I know, one could easily make the case that “you guys” is, in many contexts, likewise gender neutral, but I don’t think it’s possible for it ever to become completely so.
I’ve used as a gender neutral term all my life. I don’t think it’s an issue. Y’all is too region specific for me. I don’t think I’d ever use it.
One rather old one has started to annoy me. I think it was in an ad where they were trying to sell some kind of container, which was good for storing “veggies”. That is baby talk that does not really belong in normal speech.
I beg to differ! I use it all the time, and I am not THAT childish.
That reminds me of another thing. I hate when you hear grown adults using baby talk to another adult.
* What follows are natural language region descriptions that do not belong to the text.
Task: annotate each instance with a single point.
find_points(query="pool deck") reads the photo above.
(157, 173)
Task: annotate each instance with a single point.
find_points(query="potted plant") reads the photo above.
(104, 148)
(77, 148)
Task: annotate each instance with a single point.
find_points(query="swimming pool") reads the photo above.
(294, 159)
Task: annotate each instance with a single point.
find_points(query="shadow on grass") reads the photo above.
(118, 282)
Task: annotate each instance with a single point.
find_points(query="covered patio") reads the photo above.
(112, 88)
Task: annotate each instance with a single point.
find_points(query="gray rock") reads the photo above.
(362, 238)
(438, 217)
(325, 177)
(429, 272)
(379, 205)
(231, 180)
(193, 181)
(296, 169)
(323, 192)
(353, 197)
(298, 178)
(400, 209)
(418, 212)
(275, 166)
I had a friend in college who would use the term, “pee-pee whacking” as in, “Yeah, he screwed up bad. His boss gave him a real pee-pee whacking over it.”
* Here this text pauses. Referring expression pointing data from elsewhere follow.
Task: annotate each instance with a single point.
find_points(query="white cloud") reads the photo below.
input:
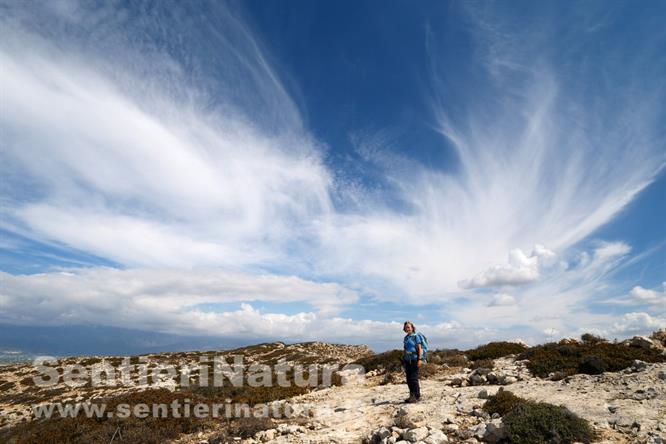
(502, 299)
(156, 161)
(139, 296)
(521, 269)
(561, 299)
(642, 295)
(638, 323)
(182, 302)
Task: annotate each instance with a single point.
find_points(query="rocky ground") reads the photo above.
(623, 407)
(627, 406)
(18, 391)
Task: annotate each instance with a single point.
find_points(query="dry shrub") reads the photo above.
(494, 350)
(590, 358)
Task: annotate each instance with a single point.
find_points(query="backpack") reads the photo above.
(424, 345)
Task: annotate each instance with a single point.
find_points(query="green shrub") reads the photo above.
(572, 358)
(449, 357)
(494, 350)
(592, 339)
(592, 365)
(535, 423)
(502, 402)
(389, 361)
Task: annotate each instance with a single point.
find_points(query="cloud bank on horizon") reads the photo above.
(162, 171)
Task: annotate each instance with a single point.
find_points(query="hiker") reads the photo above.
(413, 357)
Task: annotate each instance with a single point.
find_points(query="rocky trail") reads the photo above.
(623, 407)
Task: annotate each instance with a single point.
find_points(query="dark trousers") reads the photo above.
(412, 373)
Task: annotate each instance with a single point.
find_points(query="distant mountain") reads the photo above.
(17, 341)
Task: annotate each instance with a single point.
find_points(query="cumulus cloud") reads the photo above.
(638, 323)
(132, 297)
(562, 299)
(642, 295)
(183, 302)
(521, 269)
(194, 155)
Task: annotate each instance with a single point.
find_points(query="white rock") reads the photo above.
(436, 437)
(642, 342)
(416, 434)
There’s so much wrong with using that term.
The difference that used to exist between backslash and forward slash no longer exists. Browsers are intelligent enough now to distinguish and correct the wrong ones. So even though I understand the derivation and distinction, I only use “slash” since anything else would be needlessly pedantic and confusing to the average person.
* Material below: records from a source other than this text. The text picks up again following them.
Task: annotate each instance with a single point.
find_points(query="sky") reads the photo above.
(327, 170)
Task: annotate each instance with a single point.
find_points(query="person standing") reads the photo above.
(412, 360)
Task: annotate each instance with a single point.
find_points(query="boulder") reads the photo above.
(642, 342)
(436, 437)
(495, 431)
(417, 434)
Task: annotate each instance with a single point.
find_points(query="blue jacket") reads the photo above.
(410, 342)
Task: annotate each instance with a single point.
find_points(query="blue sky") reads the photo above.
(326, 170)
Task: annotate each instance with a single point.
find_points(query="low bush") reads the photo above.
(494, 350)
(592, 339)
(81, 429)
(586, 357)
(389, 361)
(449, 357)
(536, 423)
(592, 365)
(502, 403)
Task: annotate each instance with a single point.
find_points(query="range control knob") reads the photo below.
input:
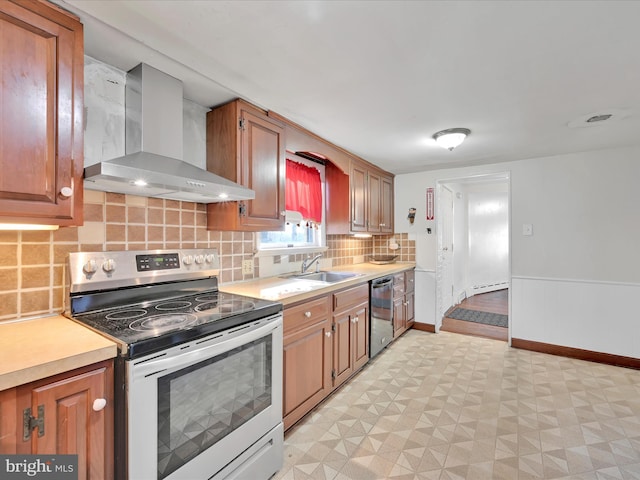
(109, 265)
(90, 267)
Semantically, there really is a big difference, though. Browsers might make a correction, but compilers generally do not. If you are writing a program, you really do need to make sure you use the right one. But, IME, “slash” is exactly the same as “forward slash”, and “backslash” is the specific term for the other one (which is sometimes also called the “escape” character, but never say that to a non-programmer, and in urls, escape is “%”). Also, I have to be careful interpreting British, because when they say “stroke” my reflex is to think slash when what they actually mean is hyphen.

veggies”. That is baby talk that does not really belong in normal speech.
Totally agree.
It’s better than veegees, which has appeared on this very board.

The difference that used to exist between backslash and forward slash no longer exists. Browsers are intelligent enough now to distinguish and correct the wrong ones. So even though I understand the derivation and distinction, I only use “slash” since anything else would be needlessly pedantic and confusing to the average person.
Granted that most browsers will make the correction. And for a lot of younger amatuer users, browsers are the only place they encounter any form of slash.
Ultimately, for techies you want to be precise though you may not need to be, for programs other than browsers and for programming / scripting you need to be precise, for clueless people you want to be simple, and it’s the “I have some clue” folks in the middle who are all the trouble doing the right or wrong thing for the wrong or right reason and mistakenly believing they understand something they don’t. Those people are the tough problem.